Currently, electric auto sales encompass as little as 2% of overall vehicle sales in the U.S., according to Lafakis. “Even if they were 100% of total vehicle sales, you still have the [existing] vehicle stock that is 98% conventional [vehicles],” he said. He estimated it would take around 15 years for all autos in the United States to be electric, if all vehicles sold from now on were electric.
“A lot of times these goals are certainly meritorious, but they are also aspirational. They’re just not based in reality,” Reheis-Boyd said, referring to goals meant to reduce the use of fossil fuels. “They can’t just say ‘Oh, well let’s just move to that space tomorrow.’ It is a transition, and it’s an exciting one.”
Reheis-Boyd said she expects to see shifts in what oil and gas companies invest in in the future. “That’s all good. That’s a natural progression,” she said. “The challenge in California or Washington and Oregon is not that our companies can’t innovate and diversify and look at these opportunities. It’s that there is such an anti-oil, off-oil agenda to keep oil in the ground and don’t do anything with it.”
This is particularly problematic when it comes to investment in natural gas operations, she noted. The fuel offers significant reductions in carbon dioxide emissions and other harmful emissions. Production of natural gas in the U.S., however, has grown due to controversial processes like hydraulic fracturing, which some contend cause earthquakes.
Jennifer Foelske, Southern California general manager for Fluor, a global engineering and construction company, said that regulations are burdensome to refineries in her region. “Refineries are being challenged to comply with these environmental regulations, while managing existing maintenance requirements on limited annual budgets,” she said via e-mail.

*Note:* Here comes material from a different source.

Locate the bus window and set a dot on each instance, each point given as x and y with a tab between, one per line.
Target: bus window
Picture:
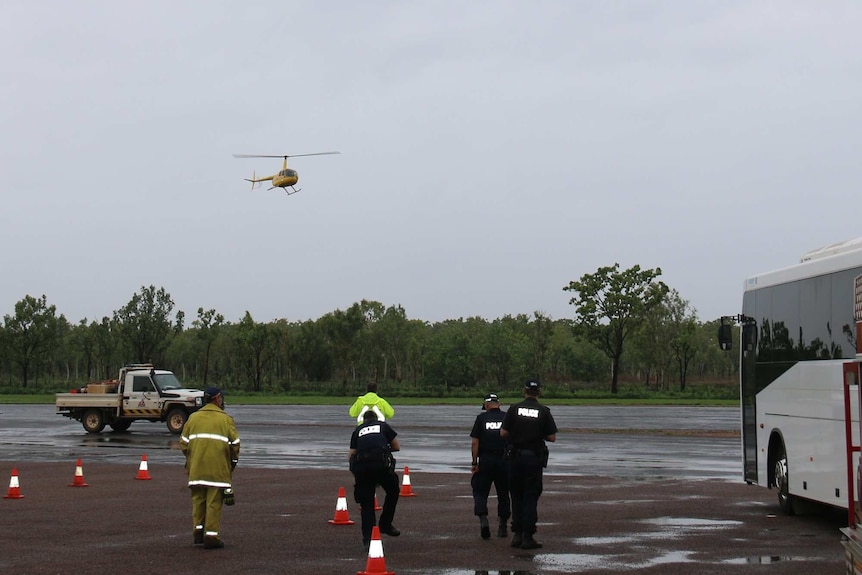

Fluor has developed some resource and cost-saving processes to help such clients. “We are working closely with refiners to help them upgrade their facilities and comply with these emissions requirements in a capital-efficient manner,” Foelske said. “For example, Fluor has a gas process technology that enables refineries’ cogeneration units to operate on 100% refinery fuel gas. This technology eliminates the need for natural gas and frees up capital that can then be re-invested into operation, maintenance and reliability projects.”
“I think oil and gas is still the prominent fuel and will be the prominent fuel for now and into the foreseeable future. So, no, I don’t see a huge slowdown of our ability to find, extract, produce and refine the valuable resources we have.” Reheis-Boyd said.
“The big trends are the proliferation of renewables and the proliferation of electric vehicles,” Lafakis said. “The wild card would be what is the rate of technological progress and how quickly do we move towards these new technologies.”